Mistakenly, not all “trash fish” belong in the trash. Instead, they’ve gotten that moniker because that’s where they end up, not where they need to go. Also known as “bycatch” fish or, more positive, “underutilized species,” these fish typically go to waste because the commercial market is weak and it’s not worth fishermen’s efforts to try to sell them. But a program in California is trying to create a win-win for schools and commercial fishers by creating a market for these perfectly edible “trash fish” in school lunches.

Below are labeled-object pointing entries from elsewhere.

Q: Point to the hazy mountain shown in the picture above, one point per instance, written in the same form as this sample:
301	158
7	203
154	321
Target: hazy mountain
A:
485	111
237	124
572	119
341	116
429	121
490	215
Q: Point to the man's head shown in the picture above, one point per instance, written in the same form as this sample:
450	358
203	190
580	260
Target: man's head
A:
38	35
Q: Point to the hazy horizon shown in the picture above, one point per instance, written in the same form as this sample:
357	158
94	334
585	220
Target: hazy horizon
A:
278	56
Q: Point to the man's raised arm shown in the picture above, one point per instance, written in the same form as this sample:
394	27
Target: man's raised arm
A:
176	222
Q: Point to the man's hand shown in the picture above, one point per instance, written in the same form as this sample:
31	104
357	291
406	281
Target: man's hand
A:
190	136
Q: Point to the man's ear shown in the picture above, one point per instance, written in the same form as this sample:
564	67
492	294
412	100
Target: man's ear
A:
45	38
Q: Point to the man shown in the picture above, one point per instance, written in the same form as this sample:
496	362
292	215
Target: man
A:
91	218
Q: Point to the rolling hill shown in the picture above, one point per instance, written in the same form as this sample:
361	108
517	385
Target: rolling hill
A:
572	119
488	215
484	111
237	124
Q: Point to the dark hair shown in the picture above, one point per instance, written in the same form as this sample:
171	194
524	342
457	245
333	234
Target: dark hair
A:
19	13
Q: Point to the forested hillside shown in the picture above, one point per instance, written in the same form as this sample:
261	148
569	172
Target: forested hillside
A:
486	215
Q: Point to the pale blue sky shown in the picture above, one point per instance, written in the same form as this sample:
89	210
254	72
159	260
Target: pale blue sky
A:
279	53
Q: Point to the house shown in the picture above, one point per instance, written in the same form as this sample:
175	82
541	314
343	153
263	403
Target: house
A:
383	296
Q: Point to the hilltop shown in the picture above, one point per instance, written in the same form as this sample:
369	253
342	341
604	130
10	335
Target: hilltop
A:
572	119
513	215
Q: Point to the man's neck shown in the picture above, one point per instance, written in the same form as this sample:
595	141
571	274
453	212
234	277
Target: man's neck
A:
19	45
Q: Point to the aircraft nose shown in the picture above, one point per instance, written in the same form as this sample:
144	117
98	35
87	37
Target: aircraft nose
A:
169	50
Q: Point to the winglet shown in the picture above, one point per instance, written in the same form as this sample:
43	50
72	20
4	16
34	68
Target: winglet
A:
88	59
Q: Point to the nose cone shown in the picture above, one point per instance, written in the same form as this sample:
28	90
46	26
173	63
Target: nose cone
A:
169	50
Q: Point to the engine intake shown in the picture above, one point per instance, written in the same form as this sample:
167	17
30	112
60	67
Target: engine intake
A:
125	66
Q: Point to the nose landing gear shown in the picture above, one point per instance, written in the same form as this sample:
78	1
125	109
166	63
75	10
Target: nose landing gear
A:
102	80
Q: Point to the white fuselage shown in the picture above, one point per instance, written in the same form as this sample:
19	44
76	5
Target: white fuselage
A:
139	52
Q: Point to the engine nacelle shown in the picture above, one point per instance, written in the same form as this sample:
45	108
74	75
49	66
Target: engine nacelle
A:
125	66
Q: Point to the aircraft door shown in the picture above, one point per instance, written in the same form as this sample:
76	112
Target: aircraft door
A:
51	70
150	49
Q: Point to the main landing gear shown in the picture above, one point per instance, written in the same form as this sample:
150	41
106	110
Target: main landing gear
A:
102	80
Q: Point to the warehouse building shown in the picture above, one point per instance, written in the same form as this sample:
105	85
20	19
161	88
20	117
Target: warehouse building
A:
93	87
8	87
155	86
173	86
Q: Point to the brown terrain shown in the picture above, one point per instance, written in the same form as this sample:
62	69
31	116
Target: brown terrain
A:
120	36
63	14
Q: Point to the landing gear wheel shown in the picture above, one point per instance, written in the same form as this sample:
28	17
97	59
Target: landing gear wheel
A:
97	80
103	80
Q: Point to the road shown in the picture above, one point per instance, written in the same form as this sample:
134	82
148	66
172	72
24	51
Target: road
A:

The San Francisco Chronicle recently reported on these new efforts, specifically focusing on the sale of grenadier. Sometimes referred to as the “underwater squirrel” or “rattail,” these bycatches of California’s seafood industry are only worth about 25 cents a pound for whole fish, causing fishermen to throw away 240 tons of grenadier in 2013. But seafood supplier Real Good Fish, as part of its Bay2Tray program, is paying 45 cents a pound to bring these “ugly” but tasty catches to schoolchildren—a price that’s enough to convince fishermen to actually get them off the boat so they can be used as fresh local fish in school lunches.
The grenadier, which is described as “mild, flaky” and even “delightful,” will be used for meals like fish tacos and rice bowls. Monterey Peninsula Unified School District has been working with Bay2Tray since last year. “Monterey was founded on fishing,” Jenn Gerard, the district’s director of nutrition services, told the Chronicle. “The irony is that the children were looking at the Monterey Bay from their classroom and then going to the cafe to get frozen pollock fish sticks [made with fish imported from Asia].”
The program is another example of America’s renewed efforts to reduce food waste. And it reinforces an important lesson for kids about not judging anyone, not even a fish, by its looks.